Flipper tracks in the sand led to the nest, buried near The Racha Resort. The nest contained 94 eggs in total, but seven were already broken when resort staff discovered it.
“We moved the remaining 87 eggs to a safe place on the island. The mother was not found; we believe it was a big turtle,” Mr Hirun explained.
Mr Hirun pointed out that historically turtles laying eggs in Phuket tend to nest on Kamala, Layan, Mai Khao and Bang Tao beaches and at Patok Beach on Racha Island.
However, of the hundreds of turtle nests found in Phuket and Koh Racha in 2008, only 0.7% of that number have been found so far this year.

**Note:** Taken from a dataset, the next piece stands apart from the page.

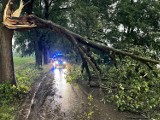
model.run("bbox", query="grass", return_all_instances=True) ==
[13,57,35,68]
[0,57,47,120]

Of note, another expert explained that turtles tended to nest in cycles, with some years passing with very few nests laid. “This is normal,” he said.
Yet Mr Hirun was plain in his point of view of what has forced turtles away from Phuket’s beaches: “Damn humans”.
“This is because of human activity at the beaches, most importantly trash and pollution, but also the buildings along the coast,” he said.
Trash and pollution make turtles attempting to return sick and die, while increased fishing is also contributing to the problem, with many turtles caught up in fishing nets, even fishing nets that have been dumped into the sea.
“Beach erosion is another factor,” Mr Hirun said. “Turtles may not be able to climb over the erosion to lay their eggs on the beach,” he added.
Releasing thousands of baby turtles hatched in captivity may be helping to replenish the local turtle population, but it is very difficult to tell, Mr Hirun noted.
“As far as we can tell most baby turtles released never come back to Phuket beaches,” he said, noting that the DMCR began such mass-release projects as far back as 1979.
“We started implanting microchips in these turtles, but many DMCR officers trying to track these turtles over the years have not had microchip readers,” he added.
The DMCR records all reports of turtles found on beaches in the Andaman region, Mr Hirun explained, with about 50 turtles found around Phuket so far this year, about 18 last year, but about 60 in 2015.
Although supporting the project to record sightings, Mr Hirun gave a moment of pause. “These are only sightings, we have no idea if these are baby turtles released here that have come back. We just don’t know,” he said.
However, of the microchipped turtles that do return to the Andaman region, most of them return to Trang and Krabi provinces, not Phuket, Mr Hirun noted.
The lack of a comprehensive and co-ordinated campaign to track turtles in Phuket has spurred the DMCR Region 6 office to launch a new project.
“We released 100 baby turtles three years ago and this time, in addition to having them fitted with microchips in the left shoulder, for the first time we added tags to the front right flippers so that if local residents and fishermen find one of the turtles, they can report to us the number on the tag,” Mr Hirun said.
“Currently, about 90% of these turtles are well and healthy in the ocean, but they have not come back to Phuket’s beaches yet. Maybe they will do in future. It takes time, about 10-15 years,” he added.